Opus 4.6 is almost 5€ in and 24€ out. Sonnet 4.6 is 3€ in and 15€ out. Minimax 3 is 0,3€ in and 1,7€ out.

All frontier models are so good that the differenciator going forward is going to be price. The models keep improving, but there is a clear trend of diminishing returns.



They stole out fairly stolen content….


Oh yes the classic thief crying about being robbed


From an open source perspective, this is how things are supposed to work, humanity making progress by standing on each other’s shoulders… Of course they want the rest of humanity to help them, with government subsidies, investment from our retirement funds, etc.


“Illicit” huh? They can fuck right off with that, their models were illicit to begin with.


Alibaba : please Claude, tell me what you can do. No secrets please.

Claude : I can do this.

Alibaba : Nice. But how? I don’t steal, it is only for research. Pretty please. No mistakes

Claude : Here you go …

Anthropic : :O Attacks!!


Ah yes, the classic tale “Ali baba and the 40 thieves”


I thought it ceased to be yours when you train ai on it

Right?


Steal from a thief and get 100 years of relief



Alien Vs Predator

Whoever wins, we lose.


I know the US government and legal system will side with Anthropic, because that’s what these fuckers do, but I hope they fuck off and, if they intend to escalate, China retaliates. These Silicon Valley companies are full of shit and full of themselves.

It’s not like the Chinese are any better. I want both sides to lose.

They’re a little better. Many of their models are open-source and can be run offline.

there are no open source models. There are open weight models.

No models make available the way in which they were produced, aka the source.

There is one: Apertus by ETH Zürich.


Everything is open-source if you know assembler

Weights are basically algorithm. It is not even obfuscated. Companies successfully produce derivative works from them, what is the problem?
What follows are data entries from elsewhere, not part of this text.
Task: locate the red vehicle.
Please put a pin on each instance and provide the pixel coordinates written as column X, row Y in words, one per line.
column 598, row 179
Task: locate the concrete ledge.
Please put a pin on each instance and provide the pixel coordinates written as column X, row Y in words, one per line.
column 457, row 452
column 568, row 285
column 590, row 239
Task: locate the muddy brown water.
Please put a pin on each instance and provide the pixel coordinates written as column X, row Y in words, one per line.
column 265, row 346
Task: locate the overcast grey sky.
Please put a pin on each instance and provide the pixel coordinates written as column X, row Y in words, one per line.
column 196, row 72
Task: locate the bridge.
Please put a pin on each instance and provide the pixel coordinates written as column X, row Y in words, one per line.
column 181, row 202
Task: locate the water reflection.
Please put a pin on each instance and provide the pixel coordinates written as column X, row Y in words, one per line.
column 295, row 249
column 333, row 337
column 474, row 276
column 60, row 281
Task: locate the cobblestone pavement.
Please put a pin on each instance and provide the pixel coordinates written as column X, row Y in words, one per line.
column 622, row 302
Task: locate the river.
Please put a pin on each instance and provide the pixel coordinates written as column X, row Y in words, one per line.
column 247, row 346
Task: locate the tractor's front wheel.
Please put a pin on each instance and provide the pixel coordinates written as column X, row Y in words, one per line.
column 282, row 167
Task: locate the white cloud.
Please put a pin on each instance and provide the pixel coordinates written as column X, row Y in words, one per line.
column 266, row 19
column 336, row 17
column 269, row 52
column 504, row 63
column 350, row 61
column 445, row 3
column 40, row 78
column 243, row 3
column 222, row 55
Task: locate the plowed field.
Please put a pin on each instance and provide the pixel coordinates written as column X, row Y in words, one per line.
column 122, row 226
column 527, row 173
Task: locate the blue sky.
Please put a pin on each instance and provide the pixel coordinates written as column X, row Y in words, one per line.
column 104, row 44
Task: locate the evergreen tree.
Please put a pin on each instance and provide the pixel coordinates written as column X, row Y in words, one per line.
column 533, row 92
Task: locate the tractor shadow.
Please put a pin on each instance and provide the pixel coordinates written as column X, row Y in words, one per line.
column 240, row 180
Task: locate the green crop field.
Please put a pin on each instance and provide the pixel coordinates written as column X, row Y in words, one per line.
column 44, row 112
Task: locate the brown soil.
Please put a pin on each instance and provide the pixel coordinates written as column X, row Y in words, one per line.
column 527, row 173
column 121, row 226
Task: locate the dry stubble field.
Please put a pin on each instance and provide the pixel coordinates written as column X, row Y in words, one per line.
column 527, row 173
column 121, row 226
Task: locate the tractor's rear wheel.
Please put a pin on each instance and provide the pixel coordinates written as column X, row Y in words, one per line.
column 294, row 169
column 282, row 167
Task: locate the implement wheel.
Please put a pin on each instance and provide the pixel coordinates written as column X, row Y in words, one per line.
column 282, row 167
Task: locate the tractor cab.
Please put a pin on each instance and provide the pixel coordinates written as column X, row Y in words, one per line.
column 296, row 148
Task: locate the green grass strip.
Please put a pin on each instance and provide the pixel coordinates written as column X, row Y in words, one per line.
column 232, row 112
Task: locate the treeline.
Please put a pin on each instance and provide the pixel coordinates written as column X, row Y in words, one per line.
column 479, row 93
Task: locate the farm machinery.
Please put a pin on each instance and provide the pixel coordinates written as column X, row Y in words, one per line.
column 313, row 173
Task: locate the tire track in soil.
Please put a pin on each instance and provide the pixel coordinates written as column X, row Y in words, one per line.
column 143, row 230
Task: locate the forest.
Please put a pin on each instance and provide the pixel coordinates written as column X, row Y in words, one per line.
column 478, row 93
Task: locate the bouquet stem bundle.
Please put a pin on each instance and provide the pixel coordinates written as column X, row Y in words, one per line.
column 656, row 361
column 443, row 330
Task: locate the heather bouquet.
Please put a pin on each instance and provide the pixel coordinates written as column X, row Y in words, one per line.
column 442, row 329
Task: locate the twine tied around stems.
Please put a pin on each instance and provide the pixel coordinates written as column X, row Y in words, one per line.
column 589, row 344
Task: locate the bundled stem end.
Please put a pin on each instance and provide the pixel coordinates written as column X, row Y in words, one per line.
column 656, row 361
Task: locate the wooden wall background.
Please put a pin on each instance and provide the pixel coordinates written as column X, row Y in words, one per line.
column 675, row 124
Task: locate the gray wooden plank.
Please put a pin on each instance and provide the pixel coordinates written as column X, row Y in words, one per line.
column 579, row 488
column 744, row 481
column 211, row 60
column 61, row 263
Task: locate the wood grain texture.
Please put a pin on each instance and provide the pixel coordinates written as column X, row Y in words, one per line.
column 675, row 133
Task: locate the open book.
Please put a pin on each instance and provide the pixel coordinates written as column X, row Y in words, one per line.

One does not require git history for any Foss project, the exact way the code was produced IA not the requirement, it is the reproducibility that matters.

When I can train the ai on my own in the same way I can compile a program (yes I understand the huge difference in computing power necessary, that’s not what I’m talking about) then I’ll consider it equivalent.

As far as I’m concerned open weights are effectively compiled code. I can technically modify it, but I cannot rearrange the base components that were used to create it.

Even AI developers themselves cannot train AI in the same way as one compiles a program. Storing all the necessary data is just not feasible. To achieve results comparable to modern flagship models, one needs to obtain data in real time, use large amounts of generated data that is deleted after single use. And the training algorithm itself is not deterministic.

And I still fail to see how this is any different from requiring a git commit history. There is an algorithm present - that’s it. It has no other forms in which it can be presented.









Even if it’s true, whacha gonna do about it? Call the cops?


Stealing Acquired


It reminds me of a case in my hometown where a second thief stole a stolen vehicle from the initial thief, so the latter went to the police to report it, which, of course, led to nothing but his arrest.


Anthropic is right! AIs trained without direct consent from the owners of the training material should be blacklisted!

We demand that our governments criminalize all AIs developed without full permission for use of training material, in support of Anthropic!